Generalmente no la llevaban a hospitales, decían que estaban llenos de bacterias y virus, unas cosas muy malas para una niña de tres años como ella, que aún no iba a la escuela ni estaba inmunizada contra todas esas “mierdas”.
Pero hoy, su padre se había vuelto loco.
En lugar de llevarla al parque, como tenían acostumbrado hacer todos los días después de desayunar, papá la había metido en el coche aun en pijama, para llevarla allí, al hospital.
Mirando alrededor, solo veía personas quejándose, acompañando a otros, o simplemente tratando de hacerse ver por los médicos, porque había mucha gente.
A su lado, una señora mayor tosía de vez en cuando y se quejaba de la lentitud de los médicos. La señora olía a caramelos de menta, e iba muy abrigada. Tenía el cabello cubierto con un pañuelo muy bonito de seda, con muchos colorines, y la pequeña se preguntó si le dejaría jugar con él cuando estuviera mejor.
Pero lo peor de estar allí, es que tenía hambre. Su padre la había levantado de la cama apenas amanecía, le había puesto las botas de agua y un abrigo que solía usar cuando nevaba, y la había metido en el coche de mamá, un utilitario de color morado, que ella no usaba ahora, porque prefería dejarle la silla a papá. Ella trabajaba de noche en la redacción de un periódico local, limpiando cuando las oficinas estaban cerradas. Y era papá el que la llevaba y traía en el coche del trabajo.
Kisha trató de bajar de la incómoda silla de la sala de espera para ir en busca de su padre. Sus piernas apenas sobresalían del asiento, y si no llega a ser por la señora mayor, se hubiera estrellado de bruces contra el suelo. Pero la buena mujer estaba muy atenta a ella al parecer.
─ Cuidado pequeña. – Le dijo.
Kisha le sonrió con su desdentada boca. A pesar de que ya debería tener casi todos los dientes, aun le faltaban varias piezas por salir y los huecos se notaban bastante.
Kisha procuraba no hablar con desconocidos, pero papá y mamá no le habían prohibido sonreír o mover la cabeza.
Para su edad, era pequeña, pero mucho más lista de lo que parecía. Con cuidado para que la gente no la tirase al suelo, avanzó hasta su padre, que estaba rojo por la ira.

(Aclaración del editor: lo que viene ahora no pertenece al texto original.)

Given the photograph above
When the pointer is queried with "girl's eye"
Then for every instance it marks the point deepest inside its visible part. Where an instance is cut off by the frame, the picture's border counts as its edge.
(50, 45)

─ ¿Qué quiere decir que no puede darme información? Por el amor de Dios. Es mi mujer de la que estamos hablando. ¿Me han llamado para decirme que está aquí ingresada y ahora resulta que no me van a contestar a una simple pregunta? ¿Dónde está mi esposa?
Kisha se quedó helada al oír la voz de su padre. ¿Su papá no sabía dónde estaba su mamá? Sin poderlo evitar, Kisha rompió a llorar, llorar como nunca lo había hecho, con miedo.
Papá la cogió en brazos al darse cuenta de que estaba allí, y trató de consolarla, pero desde ese momento, Kisha solo llamaba a su madre a gritos, rogando por que apareciera pronto.